Bafeja um potro em meio a coches. => A lonely cab-horse steams and stamps.
- IJ: As lâmpadas dardejam seu clarão => And then the lighting of the lamps.
- MBF: Os termos tépidos de dias de névoa e torpores => The burnt-out ends of smoky days
Alguém pensa nas mãos e grafias => One thinks of all the hands
E edições noturnas, um olhar profundo => And evening newspapers, and eyes
- RS: Como se frases por ela fossem compreendidas; => As the street hardly understands;
Algumas dessas escolhas mudam o sentido das imagens, mudam as próprias imagens ou possuem um registro que difere muito do poema.

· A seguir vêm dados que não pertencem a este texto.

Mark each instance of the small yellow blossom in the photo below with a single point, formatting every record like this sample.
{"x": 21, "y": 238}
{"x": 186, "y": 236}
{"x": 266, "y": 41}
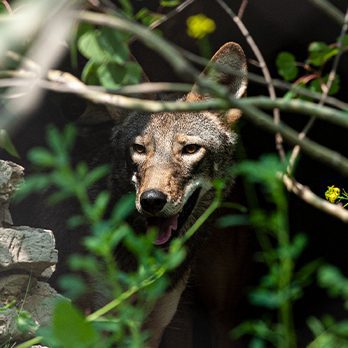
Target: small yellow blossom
{"x": 199, "y": 26}
{"x": 332, "y": 193}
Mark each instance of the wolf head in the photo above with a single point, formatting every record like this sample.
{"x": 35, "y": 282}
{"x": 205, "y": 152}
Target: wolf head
{"x": 172, "y": 158}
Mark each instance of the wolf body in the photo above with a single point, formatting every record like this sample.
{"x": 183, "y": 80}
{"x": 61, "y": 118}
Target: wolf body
{"x": 170, "y": 160}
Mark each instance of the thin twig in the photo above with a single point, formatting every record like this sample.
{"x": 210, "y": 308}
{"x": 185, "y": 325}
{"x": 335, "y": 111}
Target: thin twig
{"x": 332, "y": 75}
{"x": 264, "y": 69}
{"x": 179, "y": 64}
{"x": 324, "y": 155}
{"x": 242, "y": 8}
{"x": 66, "y": 83}
{"x": 281, "y": 85}
{"x": 309, "y": 197}
{"x": 331, "y": 10}
{"x": 171, "y": 14}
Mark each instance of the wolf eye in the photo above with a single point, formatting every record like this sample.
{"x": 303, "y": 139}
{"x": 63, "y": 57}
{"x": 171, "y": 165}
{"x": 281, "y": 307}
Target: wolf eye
{"x": 190, "y": 149}
{"x": 138, "y": 148}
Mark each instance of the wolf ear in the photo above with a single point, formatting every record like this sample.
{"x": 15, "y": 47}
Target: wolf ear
{"x": 230, "y": 55}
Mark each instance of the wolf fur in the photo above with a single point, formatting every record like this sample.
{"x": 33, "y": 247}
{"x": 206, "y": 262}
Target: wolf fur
{"x": 170, "y": 160}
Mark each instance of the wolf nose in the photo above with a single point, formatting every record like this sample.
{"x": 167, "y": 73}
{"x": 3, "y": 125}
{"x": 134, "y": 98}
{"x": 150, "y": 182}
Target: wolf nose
{"x": 153, "y": 201}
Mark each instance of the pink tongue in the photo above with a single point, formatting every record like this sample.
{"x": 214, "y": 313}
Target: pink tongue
{"x": 165, "y": 227}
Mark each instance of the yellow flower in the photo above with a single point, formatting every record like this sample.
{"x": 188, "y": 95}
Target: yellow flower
{"x": 199, "y": 26}
{"x": 332, "y": 193}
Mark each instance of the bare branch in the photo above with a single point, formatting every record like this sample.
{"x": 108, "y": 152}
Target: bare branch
{"x": 315, "y": 150}
{"x": 296, "y": 150}
{"x": 171, "y": 14}
{"x": 264, "y": 68}
{"x": 242, "y": 8}
{"x": 309, "y": 197}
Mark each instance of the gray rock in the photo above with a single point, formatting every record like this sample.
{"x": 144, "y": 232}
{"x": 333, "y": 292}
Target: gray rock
{"x": 27, "y": 249}
{"x": 38, "y": 300}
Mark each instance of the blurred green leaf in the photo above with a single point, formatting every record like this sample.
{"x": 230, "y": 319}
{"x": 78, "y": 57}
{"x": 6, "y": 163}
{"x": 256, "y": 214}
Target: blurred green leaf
{"x": 89, "y": 73}
{"x": 320, "y": 53}
{"x": 147, "y": 17}
{"x": 315, "y": 85}
{"x": 104, "y": 45}
{"x": 73, "y": 285}
{"x": 286, "y": 65}
{"x": 111, "y": 74}
{"x": 233, "y": 220}
{"x": 70, "y": 327}
{"x": 41, "y": 157}
{"x": 25, "y": 322}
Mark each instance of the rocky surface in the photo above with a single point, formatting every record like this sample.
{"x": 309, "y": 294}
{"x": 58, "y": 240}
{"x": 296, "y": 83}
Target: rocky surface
{"x": 27, "y": 259}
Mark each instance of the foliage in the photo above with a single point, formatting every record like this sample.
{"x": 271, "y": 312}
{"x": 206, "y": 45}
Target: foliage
{"x": 314, "y": 76}
{"x": 110, "y": 65}
{"x": 147, "y": 283}
{"x": 282, "y": 284}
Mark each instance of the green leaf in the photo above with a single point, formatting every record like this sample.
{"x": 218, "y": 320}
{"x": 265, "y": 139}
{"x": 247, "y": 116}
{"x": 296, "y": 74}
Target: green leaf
{"x": 133, "y": 74}
{"x": 71, "y": 328}
{"x": 320, "y": 53}
{"x": 89, "y": 73}
{"x": 111, "y": 75}
{"x": 315, "y": 85}
{"x": 233, "y": 220}
{"x": 104, "y": 45}
{"x": 286, "y": 65}
{"x": 41, "y": 157}
{"x": 6, "y": 143}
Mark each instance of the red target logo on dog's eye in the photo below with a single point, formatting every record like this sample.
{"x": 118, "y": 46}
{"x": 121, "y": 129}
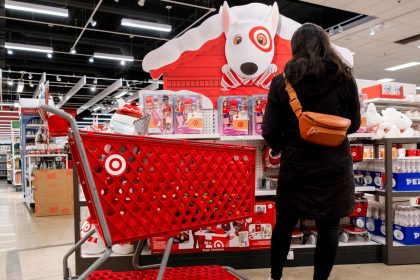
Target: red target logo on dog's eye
{"x": 261, "y": 38}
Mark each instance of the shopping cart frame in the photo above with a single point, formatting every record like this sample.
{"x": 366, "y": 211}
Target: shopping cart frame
{"x": 102, "y": 220}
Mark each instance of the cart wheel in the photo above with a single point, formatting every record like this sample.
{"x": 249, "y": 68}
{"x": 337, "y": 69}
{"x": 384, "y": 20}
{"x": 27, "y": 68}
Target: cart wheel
{"x": 312, "y": 239}
{"x": 344, "y": 237}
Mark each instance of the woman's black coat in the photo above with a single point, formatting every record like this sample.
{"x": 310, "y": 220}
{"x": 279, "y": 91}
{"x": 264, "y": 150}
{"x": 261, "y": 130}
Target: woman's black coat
{"x": 315, "y": 182}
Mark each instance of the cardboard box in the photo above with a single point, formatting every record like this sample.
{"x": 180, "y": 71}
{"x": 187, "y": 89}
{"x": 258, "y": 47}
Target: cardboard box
{"x": 53, "y": 192}
{"x": 407, "y": 235}
{"x": 375, "y": 226}
{"x": 384, "y": 91}
{"x": 253, "y": 233}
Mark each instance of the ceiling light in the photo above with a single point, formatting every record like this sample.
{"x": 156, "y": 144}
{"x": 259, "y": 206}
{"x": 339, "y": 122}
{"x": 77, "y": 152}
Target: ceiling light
{"x": 40, "y": 9}
{"x": 146, "y": 25}
{"x": 97, "y": 107}
{"x": 402, "y": 66}
{"x": 385, "y": 80}
{"x": 113, "y": 56}
{"x": 121, "y": 94}
{"x": 20, "y": 86}
{"x": 24, "y": 47}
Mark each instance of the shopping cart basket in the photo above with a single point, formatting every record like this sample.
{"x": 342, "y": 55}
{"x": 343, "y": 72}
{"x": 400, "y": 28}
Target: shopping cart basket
{"x": 137, "y": 187}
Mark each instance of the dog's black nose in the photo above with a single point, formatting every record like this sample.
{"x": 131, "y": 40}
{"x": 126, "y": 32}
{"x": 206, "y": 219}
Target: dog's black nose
{"x": 249, "y": 68}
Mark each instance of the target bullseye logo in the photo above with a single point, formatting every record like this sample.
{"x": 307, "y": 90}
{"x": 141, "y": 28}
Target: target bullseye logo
{"x": 115, "y": 165}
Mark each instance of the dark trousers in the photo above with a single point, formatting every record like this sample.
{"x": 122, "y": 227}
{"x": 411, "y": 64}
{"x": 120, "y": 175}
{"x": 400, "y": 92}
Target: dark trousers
{"x": 325, "y": 251}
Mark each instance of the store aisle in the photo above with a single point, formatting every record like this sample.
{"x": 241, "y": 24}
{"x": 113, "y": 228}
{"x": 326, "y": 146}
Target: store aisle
{"x": 31, "y": 248}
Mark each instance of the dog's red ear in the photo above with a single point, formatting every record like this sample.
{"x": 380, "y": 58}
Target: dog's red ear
{"x": 273, "y": 19}
{"x": 226, "y": 18}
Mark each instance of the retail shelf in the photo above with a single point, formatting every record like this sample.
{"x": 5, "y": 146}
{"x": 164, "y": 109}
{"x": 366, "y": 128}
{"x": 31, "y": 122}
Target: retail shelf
{"x": 265, "y": 192}
{"x": 395, "y": 102}
{"x": 187, "y": 136}
{"x": 241, "y": 137}
{"x": 365, "y": 189}
{"x": 46, "y": 155}
{"x": 361, "y": 135}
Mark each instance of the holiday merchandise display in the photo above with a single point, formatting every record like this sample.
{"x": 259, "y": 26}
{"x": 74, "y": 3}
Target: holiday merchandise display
{"x": 390, "y": 124}
{"x": 259, "y": 102}
{"x": 234, "y": 115}
{"x": 251, "y": 233}
{"x": 188, "y": 114}
{"x": 124, "y": 119}
{"x": 161, "y": 109}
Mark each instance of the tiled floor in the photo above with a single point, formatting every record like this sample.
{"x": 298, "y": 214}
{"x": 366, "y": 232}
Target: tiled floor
{"x": 31, "y": 248}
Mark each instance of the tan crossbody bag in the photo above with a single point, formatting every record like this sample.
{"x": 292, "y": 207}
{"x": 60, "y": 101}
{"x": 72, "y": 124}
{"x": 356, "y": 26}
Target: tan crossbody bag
{"x": 316, "y": 128}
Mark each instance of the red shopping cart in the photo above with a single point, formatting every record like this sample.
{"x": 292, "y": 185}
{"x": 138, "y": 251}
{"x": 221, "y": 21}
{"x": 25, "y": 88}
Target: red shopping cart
{"x": 137, "y": 187}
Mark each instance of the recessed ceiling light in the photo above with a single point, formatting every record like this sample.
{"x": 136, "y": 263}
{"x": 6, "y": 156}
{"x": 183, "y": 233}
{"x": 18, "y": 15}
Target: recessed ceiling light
{"x": 146, "y": 25}
{"x": 25, "y": 47}
{"x": 33, "y": 8}
{"x": 402, "y": 66}
{"x": 386, "y": 80}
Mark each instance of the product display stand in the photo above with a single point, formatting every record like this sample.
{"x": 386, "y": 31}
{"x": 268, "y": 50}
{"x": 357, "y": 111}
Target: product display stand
{"x": 16, "y": 174}
{"x": 392, "y": 254}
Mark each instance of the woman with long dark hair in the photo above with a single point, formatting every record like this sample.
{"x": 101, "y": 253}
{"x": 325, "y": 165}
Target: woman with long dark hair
{"x": 315, "y": 182}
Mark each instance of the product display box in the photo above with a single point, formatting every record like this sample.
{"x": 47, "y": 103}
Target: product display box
{"x": 384, "y": 91}
{"x": 407, "y": 235}
{"x": 188, "y": 114}
{"x": 259, "y": 102}
{"x": 53, "y": 192}
{"x": 375, "y": 226}
{"x": 249, "y": 234}
{"x": 234, "y": 115}
{"x": 161, "y": 109}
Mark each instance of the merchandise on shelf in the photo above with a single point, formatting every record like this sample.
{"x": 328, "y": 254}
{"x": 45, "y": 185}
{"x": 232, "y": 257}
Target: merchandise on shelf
{"x": 252, "y": 233}
{"x": 123, "y": 120}
{"x": 259, "y": 102}
{"x": 233, "y": 115}
{"x": 384, "y": 91}
{"x": 188, "y": 114}
{"x": 161, "y": 109}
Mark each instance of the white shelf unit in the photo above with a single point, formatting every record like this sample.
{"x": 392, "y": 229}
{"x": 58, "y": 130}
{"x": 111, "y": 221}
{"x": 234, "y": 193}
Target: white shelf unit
{"x": 30, "y": 161}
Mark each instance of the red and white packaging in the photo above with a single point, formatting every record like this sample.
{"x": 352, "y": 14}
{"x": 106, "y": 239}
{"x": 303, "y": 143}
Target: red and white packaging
{"x": 252, "y": 233}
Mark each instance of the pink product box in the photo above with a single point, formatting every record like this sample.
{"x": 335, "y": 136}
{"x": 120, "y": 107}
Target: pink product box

AAA, em decorrencia da métrica, acaba sendo um texto mais conciso do que o texto inglês (lembrando que a língua é rica em monossílabos, enquanto o português não), e acaba perdendo um pouco da escrita fragmentária do autor também; mas o maior problema de AAA é o de não ser tradução de todos os quatro prelúdios, mas somente do primeiro. IJ possui uma dicção poética própria, que está presente em outras traduções e poesias do grande poetae tradutor que é Ivan Junqueira. É importante lembrar que tanto AAA quanto RS portam-se como "exercícios e brincadeiras tradutórias", e ambas fazem interferências variadas sobre o poema.